Like eating and drinking, smoking is never done in a public place, such as a store, church, hospital or elevator, unless it is expressly allowed, as in the lobby of a theater or a smoking car on a train, and it is never done with gloves on. Unlike eating and drinking, it is not done at table without the permission of the hostess and those seated nearby.
Whether there are ashtrays about is a good indication of whether smoking is offensive to one's hosts. But there is nothing wrong with asking--and nothing wrong, on the part of the person who is asked, with replying politely, "Actually, I would prefer if you didn't." The answer is "Certainly." No further discussion is permitted on either side.

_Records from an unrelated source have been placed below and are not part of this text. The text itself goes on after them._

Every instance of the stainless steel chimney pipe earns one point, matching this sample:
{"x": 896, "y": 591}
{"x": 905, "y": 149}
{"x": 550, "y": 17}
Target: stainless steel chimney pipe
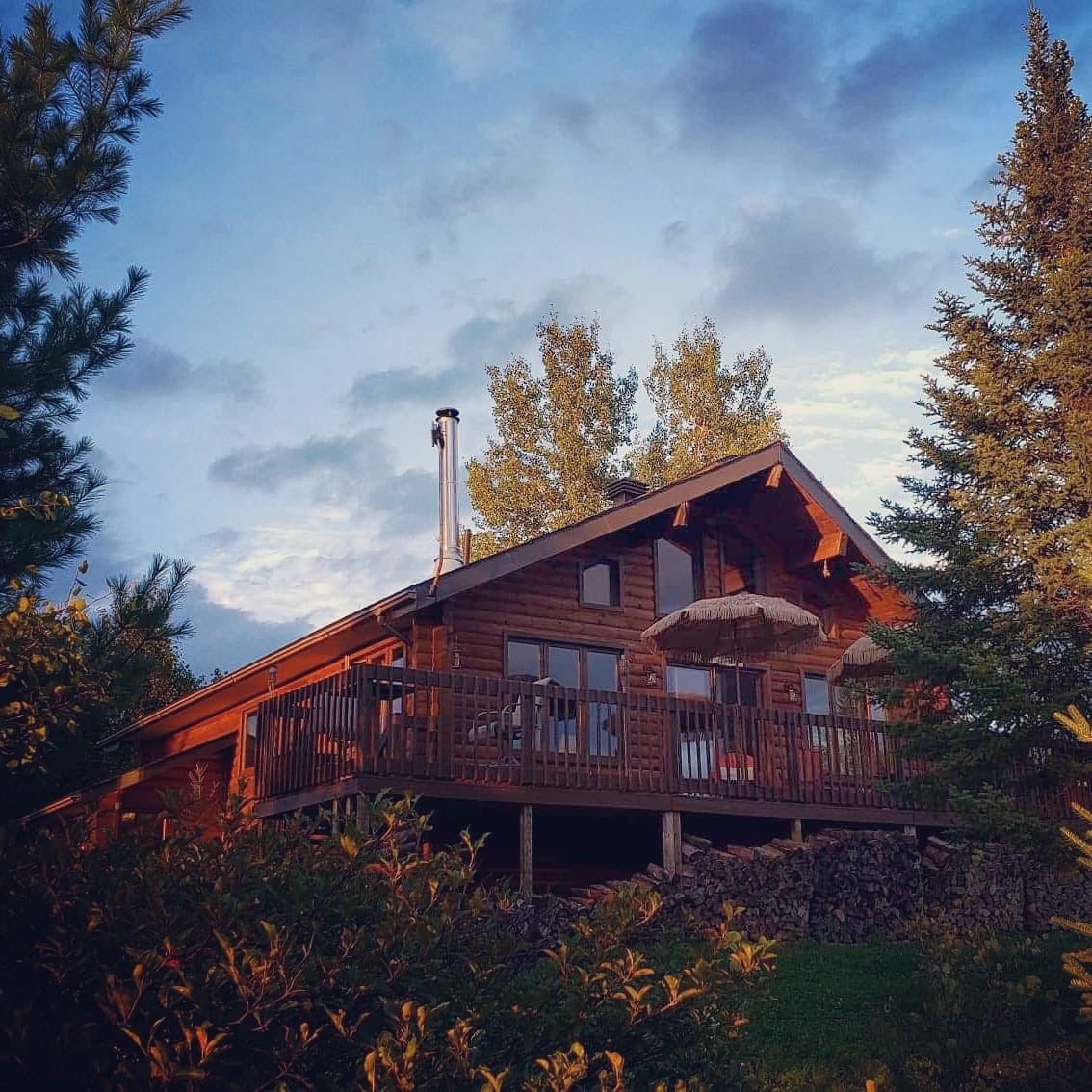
{"x": 446, "y": 437}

It is also the obligation of a smoker, no less than of anyone who has the habit of eating, to be tidy. Getting ashes on oneself or someone else's furniture or rug is in the same social category as dribbling food on one's clothes or overturning drinks on the floor.
Q. I am a prospective father, puzzled as to what to say to relatives and close friends when I call them from the hospital. When the children of my first marriage were born, the announcement was "It's a boy!" or "It's a girl!" Now, thanks to modern science, we have known and told people for a long time that it's going to be a boy. What do I say -- "Justin's arrived at last!"?
A. That sounds to Miss Manners as of his flight had been delayed leaving London. Couldn't you say, "The baby's born! We're calling him Justin."? Such announcements are supposed to carry some element of surprise. If you have already given away the name, as well as the gender, you had better skip quickly to a physical description of the baby (which needn't be detailed, or even accurate, as it is well known that newborns change like kaleidoscopes).